Online sports betting firm Flutter (FLTR) swung to a loss for FY25 and issued disappointing guidance for FY26. The shares slid 11% to £80.80, taking losses for 2026 to more than 40% and leaving them at a three-year low.
| Share price: £80.80 (-11%) | PE: n/a |
| Market cap: £14.4bn | Yield: n/a |
Double disappointment
Group revenue for FY25 was $16.38 billion, up 17% on FY24 but below the most recent guidance of $16.69 billion. Meanwhile, EBITDA was $2.84 billion, up 21% but again below the last official guidance of $2.91 billion.

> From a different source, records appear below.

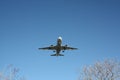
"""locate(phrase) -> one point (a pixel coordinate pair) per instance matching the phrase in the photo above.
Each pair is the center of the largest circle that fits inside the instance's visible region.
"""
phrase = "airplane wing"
(67, 48)
(48, 48)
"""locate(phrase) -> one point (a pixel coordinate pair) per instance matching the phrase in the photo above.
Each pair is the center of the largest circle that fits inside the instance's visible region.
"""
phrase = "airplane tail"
(57, 55)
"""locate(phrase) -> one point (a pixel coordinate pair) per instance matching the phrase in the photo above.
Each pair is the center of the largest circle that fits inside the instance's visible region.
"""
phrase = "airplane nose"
(60, 38)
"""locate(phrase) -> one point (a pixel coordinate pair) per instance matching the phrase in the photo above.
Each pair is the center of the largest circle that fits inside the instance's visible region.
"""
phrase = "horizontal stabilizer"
(57, 55)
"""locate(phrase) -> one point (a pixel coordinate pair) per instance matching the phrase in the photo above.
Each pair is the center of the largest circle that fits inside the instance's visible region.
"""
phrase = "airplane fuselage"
(58, 46)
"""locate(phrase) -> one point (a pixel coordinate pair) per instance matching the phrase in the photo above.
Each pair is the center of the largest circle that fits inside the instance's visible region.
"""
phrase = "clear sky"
(93, 26)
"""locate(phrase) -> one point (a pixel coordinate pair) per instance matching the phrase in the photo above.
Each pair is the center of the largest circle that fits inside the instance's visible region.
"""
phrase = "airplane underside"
(57, 55)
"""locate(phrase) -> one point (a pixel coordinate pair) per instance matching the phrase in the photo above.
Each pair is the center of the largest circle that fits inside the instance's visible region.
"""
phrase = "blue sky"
(93, 26)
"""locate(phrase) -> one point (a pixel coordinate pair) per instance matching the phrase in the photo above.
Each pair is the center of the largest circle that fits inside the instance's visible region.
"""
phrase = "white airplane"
(58, 48)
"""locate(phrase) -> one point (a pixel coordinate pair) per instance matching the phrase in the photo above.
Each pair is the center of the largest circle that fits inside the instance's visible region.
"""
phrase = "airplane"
(58, 48)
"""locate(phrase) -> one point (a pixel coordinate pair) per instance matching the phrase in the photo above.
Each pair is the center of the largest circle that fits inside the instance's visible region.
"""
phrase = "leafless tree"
(107, 70)
(10, 73)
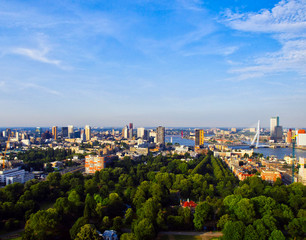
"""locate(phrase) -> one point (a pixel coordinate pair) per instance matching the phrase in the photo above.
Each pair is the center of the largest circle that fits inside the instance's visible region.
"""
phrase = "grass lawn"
(17, 238)
(178, 237)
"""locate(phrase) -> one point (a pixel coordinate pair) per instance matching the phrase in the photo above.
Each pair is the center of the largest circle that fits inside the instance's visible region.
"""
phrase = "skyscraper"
(140, 132)
(199, 137)
(276, 131)
(160, 135)
(88, 132)
(54, 132)
(70, 131)
(274, 121)
(131, 131)
(64, 131)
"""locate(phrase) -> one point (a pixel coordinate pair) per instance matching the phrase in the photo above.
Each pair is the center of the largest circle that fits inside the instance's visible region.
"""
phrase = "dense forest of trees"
(144, 196)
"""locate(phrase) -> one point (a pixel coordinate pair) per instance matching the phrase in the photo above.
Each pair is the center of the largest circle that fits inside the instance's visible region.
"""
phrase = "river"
(278, 152)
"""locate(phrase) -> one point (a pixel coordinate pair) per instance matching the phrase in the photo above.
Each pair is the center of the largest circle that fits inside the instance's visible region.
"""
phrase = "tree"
(117, 223)
(233, 230)
(42, 225)
(297, 227)
(223, 220)
(250, 233)
(277, 235)
(77, 227)
(245, 211)
(127, 236)
(144, 230)
(202, 214)
(88, 232)
(128, 217)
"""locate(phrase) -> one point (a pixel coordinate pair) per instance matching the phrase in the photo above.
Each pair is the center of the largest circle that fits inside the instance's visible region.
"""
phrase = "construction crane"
(293, 156)
(4, 154)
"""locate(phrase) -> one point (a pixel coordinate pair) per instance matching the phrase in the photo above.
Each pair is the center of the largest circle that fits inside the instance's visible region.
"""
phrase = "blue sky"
(173, 63)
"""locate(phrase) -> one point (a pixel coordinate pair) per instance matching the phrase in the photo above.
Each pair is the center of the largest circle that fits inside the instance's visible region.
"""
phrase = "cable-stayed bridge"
(255, 141)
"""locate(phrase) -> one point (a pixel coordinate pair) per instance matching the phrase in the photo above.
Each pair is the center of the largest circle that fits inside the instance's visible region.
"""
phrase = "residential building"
(301, 138)
(160, 135)
(93, 164)
(88, 132)
(270, 176)
(199, 137)
(54, 132)
(64, 132)
(140, 132)
(125, 132)
(70, 131)
(9, 176)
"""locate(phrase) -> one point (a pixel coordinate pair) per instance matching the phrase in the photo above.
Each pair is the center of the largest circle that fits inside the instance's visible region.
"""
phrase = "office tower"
(160, 135)
(125, 132)
(64, 131)
(289, 136)
(93, 164)
(70, 131)
(54, 132)
(199, 137)
(131, 131)
(140, 132)
(83, 136)
(38, 132)
(274, 121)
(77, 134)
(17, 136)
(276, 131)
(88, 132)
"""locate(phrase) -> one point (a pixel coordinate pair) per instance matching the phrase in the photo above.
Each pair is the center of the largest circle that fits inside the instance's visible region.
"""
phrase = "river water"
(277, 152)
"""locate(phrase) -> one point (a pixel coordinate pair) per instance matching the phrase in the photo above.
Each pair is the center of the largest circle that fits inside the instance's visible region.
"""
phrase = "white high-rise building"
(274, 122)
(140, 132)
(302, 174)
(88, 132)
(70, 130)
(276, 131)
(125, 132)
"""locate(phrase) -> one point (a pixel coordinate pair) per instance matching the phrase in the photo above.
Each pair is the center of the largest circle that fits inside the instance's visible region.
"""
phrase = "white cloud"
(36, 54)
(42, 88)
(285, 17)
(286, 23)
(193, 5)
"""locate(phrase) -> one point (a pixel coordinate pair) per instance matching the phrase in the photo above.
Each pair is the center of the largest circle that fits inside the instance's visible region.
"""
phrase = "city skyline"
(175, 63)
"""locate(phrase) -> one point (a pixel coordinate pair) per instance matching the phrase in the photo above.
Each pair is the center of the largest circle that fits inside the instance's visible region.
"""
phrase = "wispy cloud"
(286, 16)
(36, 54)
(286, 23)
(194, 5)
(41, 88)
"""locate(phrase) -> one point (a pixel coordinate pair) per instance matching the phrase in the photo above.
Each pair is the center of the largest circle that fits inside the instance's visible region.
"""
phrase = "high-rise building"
(54, 132)
(93, 163)
(276, 131)
(274, 121)
(88, 132)
(199, 137)
(38, 132)
(160, 135)
(301, 138)
(140, 132)
(125, 132)
(131, 130)
(70, 131)
(64, 131)
(289, 136)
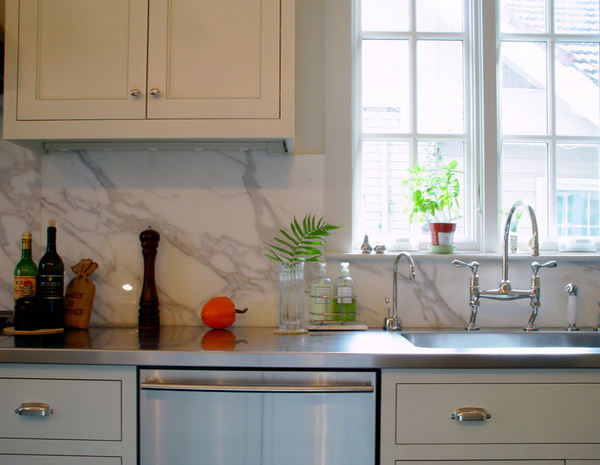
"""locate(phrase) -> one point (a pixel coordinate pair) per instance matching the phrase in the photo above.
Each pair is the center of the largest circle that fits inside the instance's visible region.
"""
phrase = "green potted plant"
(433, 194)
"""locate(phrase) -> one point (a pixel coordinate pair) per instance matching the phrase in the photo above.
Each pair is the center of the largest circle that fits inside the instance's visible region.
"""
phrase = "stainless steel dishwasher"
(227, 417)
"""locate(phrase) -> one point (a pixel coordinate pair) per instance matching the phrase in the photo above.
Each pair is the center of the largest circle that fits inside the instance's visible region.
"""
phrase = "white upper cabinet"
(80, 59)
(157, 70)
(214, 59)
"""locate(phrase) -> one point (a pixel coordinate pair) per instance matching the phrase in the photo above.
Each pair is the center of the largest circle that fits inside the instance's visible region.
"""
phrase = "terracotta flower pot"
(442, 237)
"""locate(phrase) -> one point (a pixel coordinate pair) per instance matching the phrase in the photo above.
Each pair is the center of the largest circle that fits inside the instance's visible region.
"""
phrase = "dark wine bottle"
(51, 284)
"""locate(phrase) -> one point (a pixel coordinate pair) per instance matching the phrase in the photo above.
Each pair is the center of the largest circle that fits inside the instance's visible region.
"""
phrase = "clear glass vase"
(291, 298)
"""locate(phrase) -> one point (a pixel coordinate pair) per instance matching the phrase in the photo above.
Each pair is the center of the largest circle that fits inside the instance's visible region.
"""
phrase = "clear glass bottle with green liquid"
(321, 290)
(344, 304)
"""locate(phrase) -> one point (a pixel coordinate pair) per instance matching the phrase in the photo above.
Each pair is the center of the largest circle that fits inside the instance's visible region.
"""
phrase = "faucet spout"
(535, 236)
(393, 322)
(505, 291)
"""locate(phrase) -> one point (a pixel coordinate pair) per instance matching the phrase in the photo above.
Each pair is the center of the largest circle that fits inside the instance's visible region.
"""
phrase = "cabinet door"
(214, 59)
(80, 59)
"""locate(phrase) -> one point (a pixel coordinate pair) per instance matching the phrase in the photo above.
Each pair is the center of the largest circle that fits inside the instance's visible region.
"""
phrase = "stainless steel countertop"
(262, 348)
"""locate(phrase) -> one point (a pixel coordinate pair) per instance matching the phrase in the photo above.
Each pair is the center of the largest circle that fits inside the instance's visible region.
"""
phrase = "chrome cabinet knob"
(470, 414)
(34, 409)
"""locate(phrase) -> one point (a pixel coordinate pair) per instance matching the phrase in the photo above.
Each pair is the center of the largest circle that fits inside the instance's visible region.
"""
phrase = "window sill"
(469, 256)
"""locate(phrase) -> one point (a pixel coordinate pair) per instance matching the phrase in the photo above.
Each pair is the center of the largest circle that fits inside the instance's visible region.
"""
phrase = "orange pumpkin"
(219, 313)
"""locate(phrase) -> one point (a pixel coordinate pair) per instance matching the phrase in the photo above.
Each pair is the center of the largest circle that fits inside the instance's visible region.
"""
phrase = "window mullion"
(490, 144)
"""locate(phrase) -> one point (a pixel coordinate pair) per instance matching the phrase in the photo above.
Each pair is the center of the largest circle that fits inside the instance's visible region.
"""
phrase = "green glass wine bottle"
(51, 284)
(26, 272)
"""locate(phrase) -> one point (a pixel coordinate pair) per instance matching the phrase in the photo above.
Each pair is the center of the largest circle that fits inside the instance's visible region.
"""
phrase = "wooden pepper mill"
(149, 313)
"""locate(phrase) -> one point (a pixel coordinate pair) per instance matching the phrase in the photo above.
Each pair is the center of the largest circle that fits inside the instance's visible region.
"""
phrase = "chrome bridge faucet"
(505, 290)
(393, 322)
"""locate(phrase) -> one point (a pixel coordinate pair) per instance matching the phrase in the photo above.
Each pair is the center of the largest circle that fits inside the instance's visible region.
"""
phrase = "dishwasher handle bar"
(257, 388)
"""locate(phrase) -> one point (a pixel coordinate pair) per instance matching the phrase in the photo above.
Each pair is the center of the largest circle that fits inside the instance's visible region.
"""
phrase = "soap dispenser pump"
(344, 302)
(321, 291)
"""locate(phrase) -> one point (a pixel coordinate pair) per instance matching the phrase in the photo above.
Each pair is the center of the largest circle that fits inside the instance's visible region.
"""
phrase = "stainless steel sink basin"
(491, 340)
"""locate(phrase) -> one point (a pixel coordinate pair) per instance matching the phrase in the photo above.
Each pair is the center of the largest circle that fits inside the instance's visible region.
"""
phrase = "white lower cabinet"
(490, 417)
(68, 415)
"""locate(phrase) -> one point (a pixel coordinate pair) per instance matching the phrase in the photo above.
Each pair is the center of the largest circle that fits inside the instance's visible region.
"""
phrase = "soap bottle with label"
(321, 291)
(344, 304)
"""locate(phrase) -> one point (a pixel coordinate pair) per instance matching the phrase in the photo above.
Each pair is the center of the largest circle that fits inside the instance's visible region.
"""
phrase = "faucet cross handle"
(535, 266)
(473, 265)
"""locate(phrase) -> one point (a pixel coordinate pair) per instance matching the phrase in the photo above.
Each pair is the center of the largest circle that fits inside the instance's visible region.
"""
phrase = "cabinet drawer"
(83, 409)
(521, 413)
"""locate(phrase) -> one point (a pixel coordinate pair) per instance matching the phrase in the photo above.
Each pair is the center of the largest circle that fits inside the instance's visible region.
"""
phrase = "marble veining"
(214, 211)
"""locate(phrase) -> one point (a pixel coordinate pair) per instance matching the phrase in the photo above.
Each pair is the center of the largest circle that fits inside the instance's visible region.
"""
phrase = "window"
(508, 88)
(415, 61)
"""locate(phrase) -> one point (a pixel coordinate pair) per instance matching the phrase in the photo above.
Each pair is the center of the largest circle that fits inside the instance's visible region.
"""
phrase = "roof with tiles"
(572, 17)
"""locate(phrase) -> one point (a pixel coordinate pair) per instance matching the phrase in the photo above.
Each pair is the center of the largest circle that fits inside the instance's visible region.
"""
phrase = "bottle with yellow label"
(26, 271)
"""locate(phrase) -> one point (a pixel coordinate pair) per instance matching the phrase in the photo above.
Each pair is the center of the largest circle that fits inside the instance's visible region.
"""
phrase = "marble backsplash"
(214, 210)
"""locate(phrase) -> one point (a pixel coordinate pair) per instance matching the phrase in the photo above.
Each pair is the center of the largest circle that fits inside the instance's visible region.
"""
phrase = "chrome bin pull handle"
(470, 414)
(34, 409)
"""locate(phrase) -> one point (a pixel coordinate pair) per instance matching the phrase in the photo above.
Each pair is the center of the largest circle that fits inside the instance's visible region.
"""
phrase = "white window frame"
(342, 163)
(343, 120)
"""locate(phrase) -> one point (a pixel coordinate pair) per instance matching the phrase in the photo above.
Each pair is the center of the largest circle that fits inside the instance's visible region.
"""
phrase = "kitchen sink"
(491, 340)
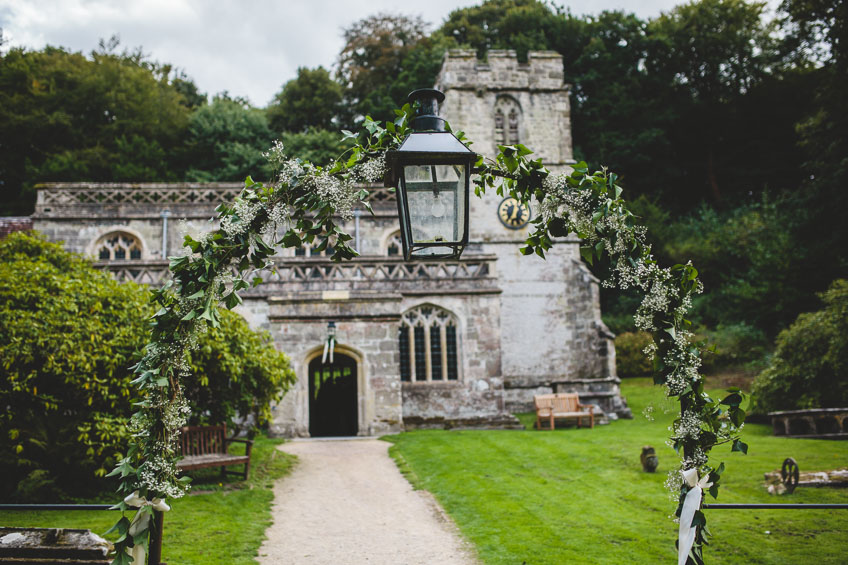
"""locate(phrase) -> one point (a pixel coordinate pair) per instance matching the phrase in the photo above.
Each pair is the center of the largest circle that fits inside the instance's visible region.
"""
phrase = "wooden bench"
(567, 405)
(206, 446)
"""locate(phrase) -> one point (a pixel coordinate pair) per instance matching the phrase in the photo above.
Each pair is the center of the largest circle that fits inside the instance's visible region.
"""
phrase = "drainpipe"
(356, 214)
(165, 214)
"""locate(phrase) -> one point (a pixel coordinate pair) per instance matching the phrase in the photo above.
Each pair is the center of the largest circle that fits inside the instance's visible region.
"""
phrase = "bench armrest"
(248, 441)
(248, 444)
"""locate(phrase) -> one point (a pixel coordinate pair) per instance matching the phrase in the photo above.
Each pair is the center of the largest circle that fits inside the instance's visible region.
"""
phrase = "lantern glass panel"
(436, 204)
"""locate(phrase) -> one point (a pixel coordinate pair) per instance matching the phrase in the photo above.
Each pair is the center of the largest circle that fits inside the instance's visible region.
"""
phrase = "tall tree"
(372, 59)
(65, 116)
(310, 101)
(715, 51)
(226, 141)
(818, 31)
(522, 25)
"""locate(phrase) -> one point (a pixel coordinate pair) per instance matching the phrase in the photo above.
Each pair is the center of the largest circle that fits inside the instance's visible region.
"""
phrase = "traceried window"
(307, 250)
(394, 245)
(118, 246)
(429, 351)
(507, 121)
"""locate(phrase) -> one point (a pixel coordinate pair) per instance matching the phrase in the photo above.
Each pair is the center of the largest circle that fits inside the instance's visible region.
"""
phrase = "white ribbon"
(686, 536)
(141, 521)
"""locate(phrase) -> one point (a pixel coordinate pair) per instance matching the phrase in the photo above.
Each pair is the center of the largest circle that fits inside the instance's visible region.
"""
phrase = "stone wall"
(551, 328)
(473, 87)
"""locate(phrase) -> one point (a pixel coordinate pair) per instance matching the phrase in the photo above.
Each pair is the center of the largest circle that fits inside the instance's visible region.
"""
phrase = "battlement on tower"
(501, 101)
(501, 70)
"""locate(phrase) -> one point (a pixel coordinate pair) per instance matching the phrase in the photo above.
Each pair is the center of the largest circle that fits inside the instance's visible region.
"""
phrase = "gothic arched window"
(394, 245)
(428, 342)
(307, 250)
(507, 121)
(118, 246)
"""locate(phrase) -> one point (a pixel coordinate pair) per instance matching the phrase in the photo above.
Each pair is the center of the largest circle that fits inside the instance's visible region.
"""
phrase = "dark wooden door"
(332, 397)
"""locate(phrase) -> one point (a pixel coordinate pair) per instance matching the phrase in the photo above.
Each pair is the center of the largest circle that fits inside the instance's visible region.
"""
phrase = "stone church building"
(419, 344)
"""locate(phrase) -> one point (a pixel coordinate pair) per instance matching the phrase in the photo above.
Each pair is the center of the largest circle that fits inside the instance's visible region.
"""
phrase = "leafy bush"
(630, 361)
(70, 333)
(236, 375)
(809, 368)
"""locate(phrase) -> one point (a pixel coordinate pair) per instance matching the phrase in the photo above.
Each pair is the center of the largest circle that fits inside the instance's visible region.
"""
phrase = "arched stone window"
(507, 121)
(307, 250)
(118, 246)
(429, 346)
(394, 245)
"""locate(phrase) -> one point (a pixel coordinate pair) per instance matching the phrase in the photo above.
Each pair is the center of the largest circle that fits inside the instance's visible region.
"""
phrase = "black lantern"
(431, 171)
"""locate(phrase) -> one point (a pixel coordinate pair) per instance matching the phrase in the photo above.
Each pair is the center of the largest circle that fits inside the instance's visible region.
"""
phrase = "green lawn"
(580, 496)
(217, 523)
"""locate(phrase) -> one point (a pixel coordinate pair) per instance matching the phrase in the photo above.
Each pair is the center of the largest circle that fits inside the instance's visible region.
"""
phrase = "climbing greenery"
(303, 204)
(70, 332)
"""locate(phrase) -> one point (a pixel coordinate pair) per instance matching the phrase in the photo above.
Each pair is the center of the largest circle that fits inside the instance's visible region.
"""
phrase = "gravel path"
(346, 503)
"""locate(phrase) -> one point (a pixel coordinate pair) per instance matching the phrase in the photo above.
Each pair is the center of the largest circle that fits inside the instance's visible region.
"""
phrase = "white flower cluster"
(159, 475)
(341, 194)
(239, 221)
(372, 170)
(276, 154)
(279, 219)
(289, 171)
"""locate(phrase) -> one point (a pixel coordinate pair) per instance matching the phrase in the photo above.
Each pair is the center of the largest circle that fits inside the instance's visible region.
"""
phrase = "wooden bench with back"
(206, 446)
(564, 406)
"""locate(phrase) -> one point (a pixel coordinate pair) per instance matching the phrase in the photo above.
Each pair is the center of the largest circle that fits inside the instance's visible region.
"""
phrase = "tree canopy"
(70, 336)
(310, 101)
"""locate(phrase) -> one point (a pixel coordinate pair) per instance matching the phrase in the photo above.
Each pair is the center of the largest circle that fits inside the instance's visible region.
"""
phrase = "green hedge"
(70, 334)
(809, 368)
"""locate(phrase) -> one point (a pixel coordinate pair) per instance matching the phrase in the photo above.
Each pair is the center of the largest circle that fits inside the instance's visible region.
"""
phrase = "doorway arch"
(333, 396)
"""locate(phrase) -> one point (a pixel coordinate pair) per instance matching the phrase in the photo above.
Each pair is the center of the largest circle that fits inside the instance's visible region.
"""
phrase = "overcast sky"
(249, 48)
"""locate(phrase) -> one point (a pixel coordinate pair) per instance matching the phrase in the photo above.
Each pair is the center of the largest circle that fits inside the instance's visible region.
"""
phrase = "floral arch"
(303, 201)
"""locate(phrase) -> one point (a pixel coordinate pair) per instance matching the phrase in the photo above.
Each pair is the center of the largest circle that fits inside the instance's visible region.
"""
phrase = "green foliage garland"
(70, 332)
(303, 202)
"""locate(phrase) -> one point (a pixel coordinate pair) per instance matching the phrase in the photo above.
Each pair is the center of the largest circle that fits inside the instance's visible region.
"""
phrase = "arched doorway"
(333, 397)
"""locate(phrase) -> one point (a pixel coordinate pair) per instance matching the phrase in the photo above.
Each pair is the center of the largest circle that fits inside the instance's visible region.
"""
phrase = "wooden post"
(155, 544)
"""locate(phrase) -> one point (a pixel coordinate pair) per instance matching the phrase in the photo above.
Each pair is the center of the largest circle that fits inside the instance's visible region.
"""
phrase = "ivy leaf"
(734, 400)
(587, 254)
(232, 300)
(291, 239)
(739, 445)
(121, 526)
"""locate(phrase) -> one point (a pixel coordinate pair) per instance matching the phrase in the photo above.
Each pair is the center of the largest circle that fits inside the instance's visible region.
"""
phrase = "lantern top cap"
(434, 142)
(427, 113)
(426, 93)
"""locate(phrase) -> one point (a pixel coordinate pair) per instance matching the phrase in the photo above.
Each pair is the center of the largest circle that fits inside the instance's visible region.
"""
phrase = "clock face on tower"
(513, 214)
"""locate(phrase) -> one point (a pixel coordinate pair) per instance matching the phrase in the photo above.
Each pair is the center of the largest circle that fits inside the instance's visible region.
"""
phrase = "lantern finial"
(426, 118)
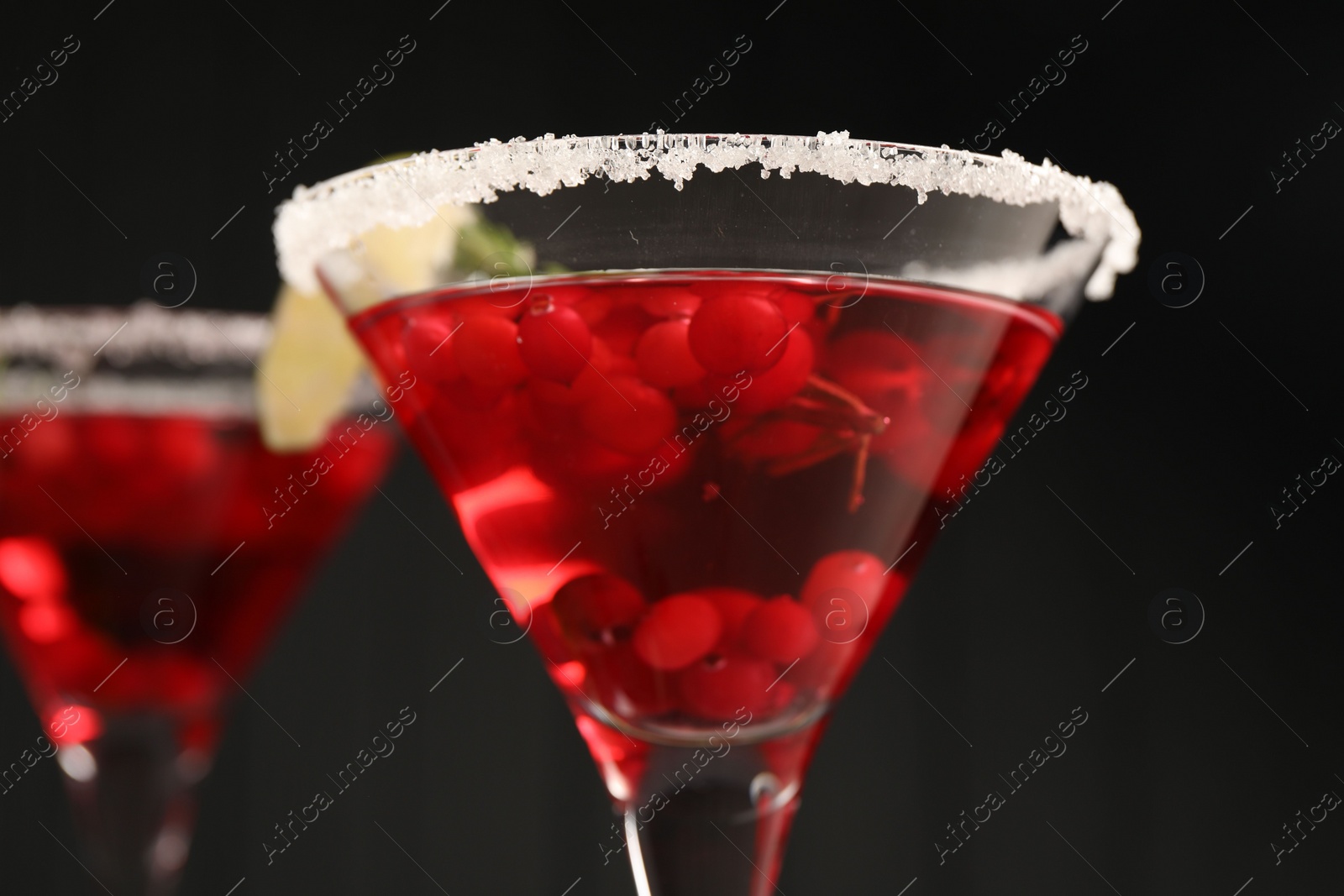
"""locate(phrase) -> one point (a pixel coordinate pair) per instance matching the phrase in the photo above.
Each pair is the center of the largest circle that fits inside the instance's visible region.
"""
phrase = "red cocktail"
(705, 492)
(694, 398)
(144, 557)
(150, 546)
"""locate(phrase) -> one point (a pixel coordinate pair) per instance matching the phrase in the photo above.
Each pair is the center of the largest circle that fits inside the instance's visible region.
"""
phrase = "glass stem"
(714, 821)
(134, 804)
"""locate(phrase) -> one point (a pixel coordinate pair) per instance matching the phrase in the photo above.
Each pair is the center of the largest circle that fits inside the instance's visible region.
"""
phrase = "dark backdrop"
(160, 128)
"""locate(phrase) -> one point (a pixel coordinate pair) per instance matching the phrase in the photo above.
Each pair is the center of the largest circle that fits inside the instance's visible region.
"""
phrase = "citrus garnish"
(312, 363)
(307, 372)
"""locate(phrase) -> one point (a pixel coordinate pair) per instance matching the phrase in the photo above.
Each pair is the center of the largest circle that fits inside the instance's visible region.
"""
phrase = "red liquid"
(694, 486)
(108, 520)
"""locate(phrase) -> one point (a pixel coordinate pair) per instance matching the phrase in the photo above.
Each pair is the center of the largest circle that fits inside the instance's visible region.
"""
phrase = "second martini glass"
(150, 546)
(698, 437)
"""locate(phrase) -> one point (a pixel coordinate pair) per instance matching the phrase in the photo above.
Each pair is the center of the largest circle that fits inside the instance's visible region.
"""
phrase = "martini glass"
(150, 544)
(698, 402)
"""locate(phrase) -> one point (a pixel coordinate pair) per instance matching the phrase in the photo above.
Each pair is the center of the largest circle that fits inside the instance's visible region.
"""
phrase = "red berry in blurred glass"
(429, 348)
(628, 416)
(780, 631)
(664, 356)
(487, 351)
(554, 343)
(719, 689)
(595, 604)
(678, 631)
(734, 332)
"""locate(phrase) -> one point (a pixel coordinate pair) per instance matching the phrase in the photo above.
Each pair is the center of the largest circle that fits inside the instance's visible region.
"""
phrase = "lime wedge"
(307, 372)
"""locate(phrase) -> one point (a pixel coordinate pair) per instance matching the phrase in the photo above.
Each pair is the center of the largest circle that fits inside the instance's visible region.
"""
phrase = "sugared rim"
(82, 336)
(407, 192)
(81, 354)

At the bottom line, Flutter swung from a net profit of $162 million to a loss of $407 million. The firm pinned the loss on a non-cash impairment charge of $556 million due to regulation changes in the Indian market.
So far this year, the firm said it had seen lower levels of customer engagement in the crucial US market. This was compounded by ‘less compelling player narratives in the closing stages of the NFL season’.
Therefore, it forecast revenue of $18.4 billion for FY26, up 12% on FY25 but well below the $19.4 billion consensus. EBITDA is seen at $2.97 billion, up 4% on FY25 but still some way below the $3.6 billion consensus.

Flutter cut its FY25 sales and earnings guidance twice last year, in August and November, and still it hasn’t delivered. Whether this says something about US consumers’ willingness to spend on discretionary goods and services or about Flutter’s offering who knows.
What we can say is we aren’t, and never have been, fans of gambling stock. The fall from grace this year has been pretty spectacular so no doubt there will be some bargain-hunting though.